Taxing Multinationals and the Kerry proposal

George Mundstock’s 9th installment (August 2, in “US Taxation of Multinationals” goes after corporate inversions. Recommened reading also includes the prior eight installments as George is excellent. Earlier, I noted his July 19 piece on ETI “Leave No Corporation Behind”, which preceded US Taxation of Multinationals. For now, let me pass along part of his July 30 piece called “Kerry, Exporting Jobs, and Taxes”:

There is an important point in the Kerry website note: The US respecting foreign subsidiaries rewards outsourcing. By “outsourcing,” I mean a US business having an independent foreign business provide goods or services for the US business that, historically, the US business provided for itself. To the extent that (i) the independent foreign business is in a low-tax country and, this may be unlikely, (ii) those low taxes are reflected in lower prices from the foreign business, little can be done to reduce the US tax incentive to export. But, under current law, outsourcing makes it easier to move the extra profit in a multinational — which, in this context, most would view as profit attributable to non-asset intangible value, like know-how and non-patented technology — outside the reach of an immediate, full US tax. Kerry’s proposal to look through foreign subsidiaries would get at this incentive to outsource.

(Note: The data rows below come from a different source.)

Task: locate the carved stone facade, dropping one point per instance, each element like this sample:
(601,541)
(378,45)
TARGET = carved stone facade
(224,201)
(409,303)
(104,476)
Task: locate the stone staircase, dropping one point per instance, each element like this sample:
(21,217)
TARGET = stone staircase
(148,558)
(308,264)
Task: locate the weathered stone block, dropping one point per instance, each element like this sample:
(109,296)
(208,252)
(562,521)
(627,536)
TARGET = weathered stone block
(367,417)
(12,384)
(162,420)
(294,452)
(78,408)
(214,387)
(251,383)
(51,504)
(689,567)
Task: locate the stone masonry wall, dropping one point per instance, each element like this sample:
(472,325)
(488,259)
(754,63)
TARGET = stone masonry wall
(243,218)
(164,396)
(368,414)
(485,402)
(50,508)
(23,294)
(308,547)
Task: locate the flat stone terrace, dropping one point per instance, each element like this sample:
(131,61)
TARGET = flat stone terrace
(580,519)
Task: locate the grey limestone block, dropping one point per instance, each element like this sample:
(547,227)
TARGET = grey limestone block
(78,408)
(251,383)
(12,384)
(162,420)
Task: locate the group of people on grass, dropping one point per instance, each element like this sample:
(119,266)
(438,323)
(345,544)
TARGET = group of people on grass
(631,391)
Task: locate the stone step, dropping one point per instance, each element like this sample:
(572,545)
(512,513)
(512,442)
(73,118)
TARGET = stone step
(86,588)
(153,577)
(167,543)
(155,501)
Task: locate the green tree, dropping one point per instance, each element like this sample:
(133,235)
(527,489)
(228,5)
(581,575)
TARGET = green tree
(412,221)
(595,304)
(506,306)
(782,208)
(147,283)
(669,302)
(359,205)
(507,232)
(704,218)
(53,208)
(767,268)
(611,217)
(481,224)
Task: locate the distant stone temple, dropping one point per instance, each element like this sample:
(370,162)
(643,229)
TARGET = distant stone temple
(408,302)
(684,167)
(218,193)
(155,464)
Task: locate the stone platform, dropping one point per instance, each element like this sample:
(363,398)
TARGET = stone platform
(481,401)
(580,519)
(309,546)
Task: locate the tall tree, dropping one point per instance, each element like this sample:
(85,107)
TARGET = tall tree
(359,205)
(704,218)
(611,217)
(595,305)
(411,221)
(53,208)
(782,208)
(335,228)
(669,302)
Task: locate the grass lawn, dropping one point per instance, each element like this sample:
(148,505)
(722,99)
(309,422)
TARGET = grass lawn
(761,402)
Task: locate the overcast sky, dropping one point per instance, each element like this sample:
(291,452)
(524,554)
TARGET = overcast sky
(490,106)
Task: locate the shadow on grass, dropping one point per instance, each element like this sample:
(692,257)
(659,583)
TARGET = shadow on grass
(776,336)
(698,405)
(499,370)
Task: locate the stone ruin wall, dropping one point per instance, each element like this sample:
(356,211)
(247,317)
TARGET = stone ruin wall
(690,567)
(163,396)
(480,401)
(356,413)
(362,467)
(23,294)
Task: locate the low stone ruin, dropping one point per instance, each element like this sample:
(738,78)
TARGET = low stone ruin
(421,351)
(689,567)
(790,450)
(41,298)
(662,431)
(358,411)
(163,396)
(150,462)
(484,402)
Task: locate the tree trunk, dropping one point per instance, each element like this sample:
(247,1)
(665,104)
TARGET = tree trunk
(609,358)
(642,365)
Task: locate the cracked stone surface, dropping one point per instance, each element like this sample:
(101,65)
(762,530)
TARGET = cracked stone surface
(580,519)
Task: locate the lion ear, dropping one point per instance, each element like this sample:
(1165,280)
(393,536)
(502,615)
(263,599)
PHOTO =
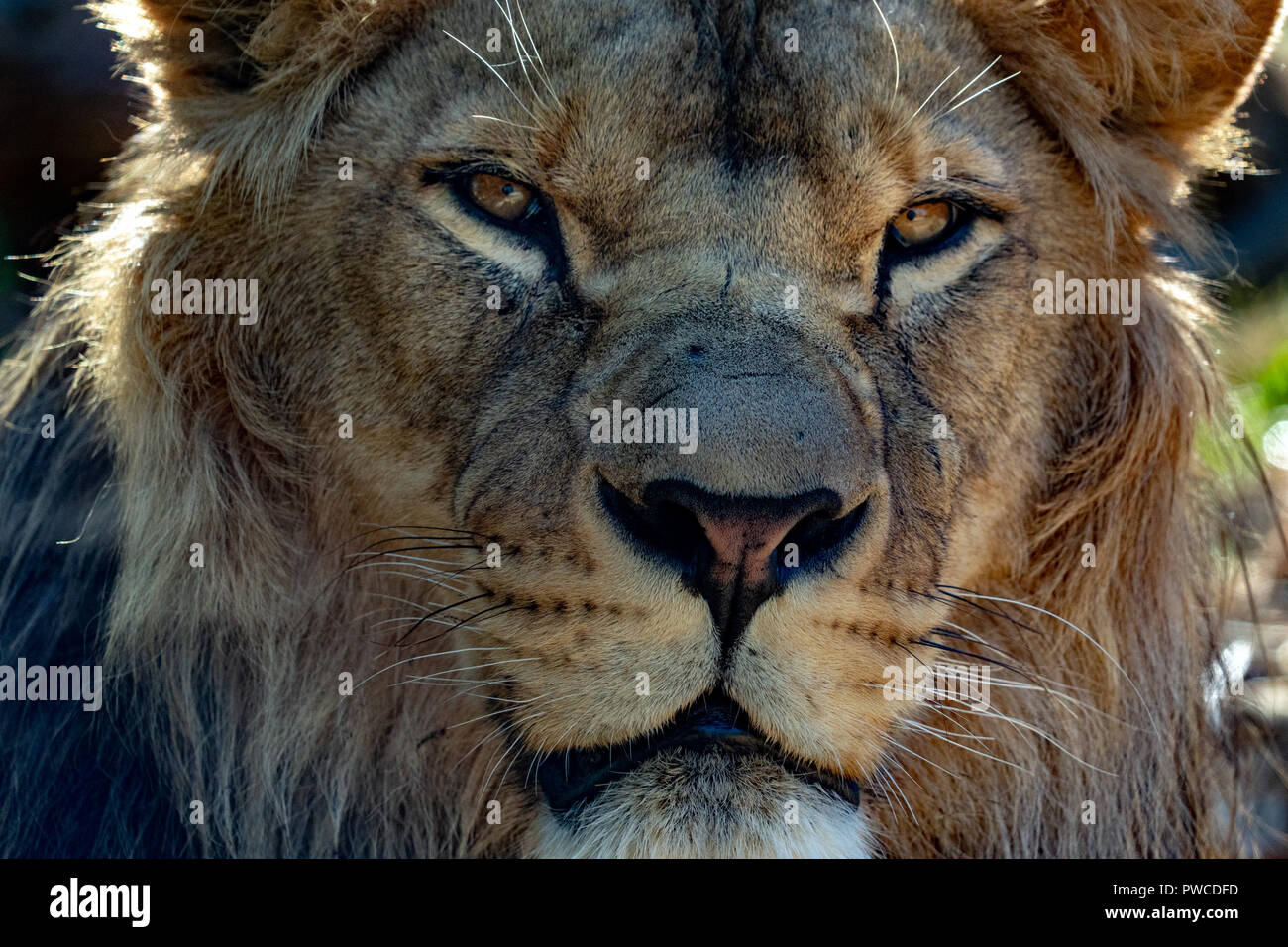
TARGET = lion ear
(202,48)
(185,50)
(1175,65)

It is important to note that full look-through does not eliminate all incentives to move offshore. Most obviously, there still are problems from the averaging of foreign tax rates for purposes of the limit on the foreign tax credit. (This was discussed in an earlier post.) For example, a US business with operations primarily in high-tax countries still will be able to avoid all tax on some item of US income by moving the US income to a law-tax jurisdiction. Similarly, a US business with operations primarily in low-tax jurisdictions can move US income to a high-tax jurisdiction at no extra tax cost. These problems will be worse once the ETI bills become law, as they cut back on the 1986 restrictions on averaging.